Geely gets in gear
Automaker hopes to attract technology-savvy motorists in the world’s major megacities
Chinese automaker Geely launches a new brand of car in Berlin in a drive to capture the midrange market.
Chinese automaker Geely launched a new brand of car— Lynk & Co —on Thursday in Berlin in its drive to seize the midrange market.
The medium-sized, techladen SUV was developed by Geely’s China Euro Vehicle Technology R&D center in Gothenburg, Sweden.
Li Shufu, chairman and founder of Geely, said that the new brand merges safety and high quality with modern technology, embodying the response from the traditional automaker to the challenges of internet companies.
Li stressed the strong research and development ties between Geely and Volvo, a company it acquired six years ago, led to the new product.
The R&D center in Sweden has grown from nothing to more than 1,000 employees and consultants in just three years.
The design of the new Lynk & Co auto is distinct from concept cars, and has a modern European look.
“This car points toward the future,” said Peter Horbury, Geely’s executive vice-president of design. “It shows the design language is versatile and flexible.”
Horbury said the car has a personality with both European and Chinese characteristics.
The brand targets techsavvy drivers, especially young people in megacities such as Beijing, Shanghai, New York and London.
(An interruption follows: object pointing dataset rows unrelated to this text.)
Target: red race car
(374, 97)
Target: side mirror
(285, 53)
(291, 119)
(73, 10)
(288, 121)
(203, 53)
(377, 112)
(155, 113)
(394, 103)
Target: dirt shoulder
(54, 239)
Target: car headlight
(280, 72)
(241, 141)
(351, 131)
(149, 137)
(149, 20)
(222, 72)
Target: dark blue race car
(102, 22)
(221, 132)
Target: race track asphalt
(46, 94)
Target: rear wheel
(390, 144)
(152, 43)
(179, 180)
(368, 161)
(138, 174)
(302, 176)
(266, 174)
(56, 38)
Andreas Nilsson, Geely’s head of design, said: “Our car needed to stand out from the crowd and appeal to a global audience. Our interior design reflects this and feels familiar in the context of new technology.”
The makers say the car offers an entirely new way to own and use avehicle. Registered owners will be able to rent out their car to others using the Lynk & Co app and a shareable digital key, said Alain Visser, senior vice-president at Lynk & Co.
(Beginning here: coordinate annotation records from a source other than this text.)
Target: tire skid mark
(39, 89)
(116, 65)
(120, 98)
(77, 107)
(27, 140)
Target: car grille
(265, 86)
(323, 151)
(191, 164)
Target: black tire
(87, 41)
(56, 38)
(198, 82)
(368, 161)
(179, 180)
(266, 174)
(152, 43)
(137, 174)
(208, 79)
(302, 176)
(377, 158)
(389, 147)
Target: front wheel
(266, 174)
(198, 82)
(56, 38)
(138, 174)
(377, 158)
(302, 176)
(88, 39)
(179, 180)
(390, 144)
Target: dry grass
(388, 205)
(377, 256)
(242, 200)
The first vehicle will make its debut in China in 2017, and will launch in Europe and the US in 2018.
Analysts say the brand is likely to be less luxurious than Volvo, but higher rated than Geely, and will go headto-head with Volkswagen, Toyota, Ford and Hyundai.
Michael D Dunne, president of Dunne Automotive, an investment advisory company, said: “It combines Chinese financial and manufacturing efficiency with an international team of designers and engineers. It will compete with mainstream products.”
But the road ahead for any new brand of auto could be bumpy.
Namrita Chow, principal analyst at IHS Automotive, a global information company, said the performance of the brand will depend on its price.
“One of the challenges will come from China’s local producers” because many of them have also done well with R&D and sales in recent years, Chow said.
Geely saw sales of its feature-packed cars grow for 16 consecutive months to September.